Enfin, une attaque informatique contre une entreprise en particulier ne va pas se contenter d’impacter le système d’information. Elle va aussi entacher la réputation de tout un secteur d’activité. Une banque ou un établissement hospitalier qui se fait voler des données concernant ses clients ou ses patients jette une forme de doute sur tout le secteur lorsque cela devient public.

Certaines entreprises travaillent aussi sur des projets communs (le projet du Grand Paris pour les acteurs du BTP par exemple) et ont ainsi tout intérêt à protéger leur écosystème global pour protéger in fine leur propre activité… Mais cela pourrait aussi valoir pour un grand événement tel que les Jeux Olympiques 2024.

Bâtir un CERT transverse ou sectoriel commence tout simplement par deux entreprises du même domaine d’activité qui échangent sur leurs questions de cybersécurité, qui se trouvent des objectifs communs, qui partagent des bonnes pratiques. Sur ces bases, ils définissent un mode de travail : comment communiquer, à quel rythme ? Puis ils évaluent leur collaboration en se demandant régulièrement quels bénéfices ils tirent de leurs échanges ou si, au final, ils perdent leur temps. S’ils se basent sur une feuille de route pragmatique tout en étant ambitieuse, cette dynamique entraînera rapidement d’autres entreprises du même secteur.

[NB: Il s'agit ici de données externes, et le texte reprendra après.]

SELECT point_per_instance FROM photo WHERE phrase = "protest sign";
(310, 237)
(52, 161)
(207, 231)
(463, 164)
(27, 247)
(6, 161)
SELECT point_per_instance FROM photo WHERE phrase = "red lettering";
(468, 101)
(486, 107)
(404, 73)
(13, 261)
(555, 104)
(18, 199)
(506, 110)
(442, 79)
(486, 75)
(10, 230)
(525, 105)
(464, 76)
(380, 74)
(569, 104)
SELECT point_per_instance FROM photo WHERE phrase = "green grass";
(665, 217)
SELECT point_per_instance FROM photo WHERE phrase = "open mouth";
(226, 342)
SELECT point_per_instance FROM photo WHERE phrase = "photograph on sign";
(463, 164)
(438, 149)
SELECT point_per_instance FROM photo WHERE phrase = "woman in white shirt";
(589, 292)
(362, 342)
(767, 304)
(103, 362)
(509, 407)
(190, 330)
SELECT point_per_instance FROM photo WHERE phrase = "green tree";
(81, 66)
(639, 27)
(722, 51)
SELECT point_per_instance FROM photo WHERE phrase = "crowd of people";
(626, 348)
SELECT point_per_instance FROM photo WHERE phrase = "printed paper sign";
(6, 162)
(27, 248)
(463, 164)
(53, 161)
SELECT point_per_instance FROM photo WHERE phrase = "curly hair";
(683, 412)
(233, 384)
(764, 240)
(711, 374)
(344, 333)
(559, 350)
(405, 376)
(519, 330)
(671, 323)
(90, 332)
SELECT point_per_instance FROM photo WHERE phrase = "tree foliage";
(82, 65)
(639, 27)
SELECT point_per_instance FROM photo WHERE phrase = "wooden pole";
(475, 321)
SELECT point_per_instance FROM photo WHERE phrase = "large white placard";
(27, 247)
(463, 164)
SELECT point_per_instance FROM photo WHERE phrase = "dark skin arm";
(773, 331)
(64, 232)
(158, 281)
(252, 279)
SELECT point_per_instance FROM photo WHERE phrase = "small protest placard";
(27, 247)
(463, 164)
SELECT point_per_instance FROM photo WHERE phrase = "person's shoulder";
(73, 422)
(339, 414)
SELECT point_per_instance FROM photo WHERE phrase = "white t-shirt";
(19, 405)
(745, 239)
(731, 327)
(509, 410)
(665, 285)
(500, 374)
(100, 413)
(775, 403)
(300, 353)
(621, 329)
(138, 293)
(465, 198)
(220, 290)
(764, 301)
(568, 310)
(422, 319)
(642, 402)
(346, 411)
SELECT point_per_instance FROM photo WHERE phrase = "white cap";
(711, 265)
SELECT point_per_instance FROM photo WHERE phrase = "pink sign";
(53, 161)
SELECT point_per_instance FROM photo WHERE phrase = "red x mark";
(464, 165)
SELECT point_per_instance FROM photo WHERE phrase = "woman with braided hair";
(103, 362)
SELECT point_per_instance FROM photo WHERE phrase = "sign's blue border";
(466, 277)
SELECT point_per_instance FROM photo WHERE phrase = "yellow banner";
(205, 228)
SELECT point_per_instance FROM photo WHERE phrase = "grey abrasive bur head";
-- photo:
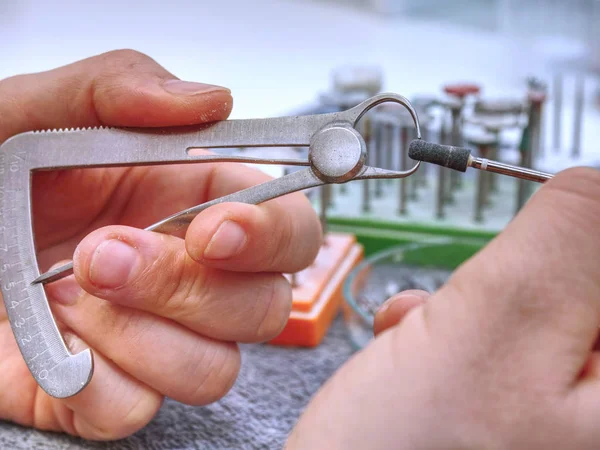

Ces initiatives ne concernent pas que les grands groupes : les structures de taille plus modeste du même secteur n’ont pas à être inquiètes de leur capacité à contribuer. Dans mon expérience, je peux témoigner que, parfois, même une personne seule apporte toujours quelque chose si elle est concernée par le sujet. Pour lever les freins, il suffit juste de se fixer des objectifs communs réalisables.

Répétons-le : la connaissance des menaces de cybersécurité qui pèsent sur un secteur, celle des bonnes pratiques pour s’en défendre, ainsi que la vigilance nécessaire ne pourront s’obtenir que par la coopération des acteurs de ce secteur. Parce qu’ils sont tous concernés par les mêmes pratiques et les mêmes enjeux. Les pays anglo-saxons ont montré une voie possible mais il existe d’autres initiatives dont nous pourrions tout à fait nous inspirer tout en les adaptant à notre propre culture. Dépassons nos clivages concurrentiels et nous renforcerons non seulement la sécurité de nos activités, mais aussi leur prospérité.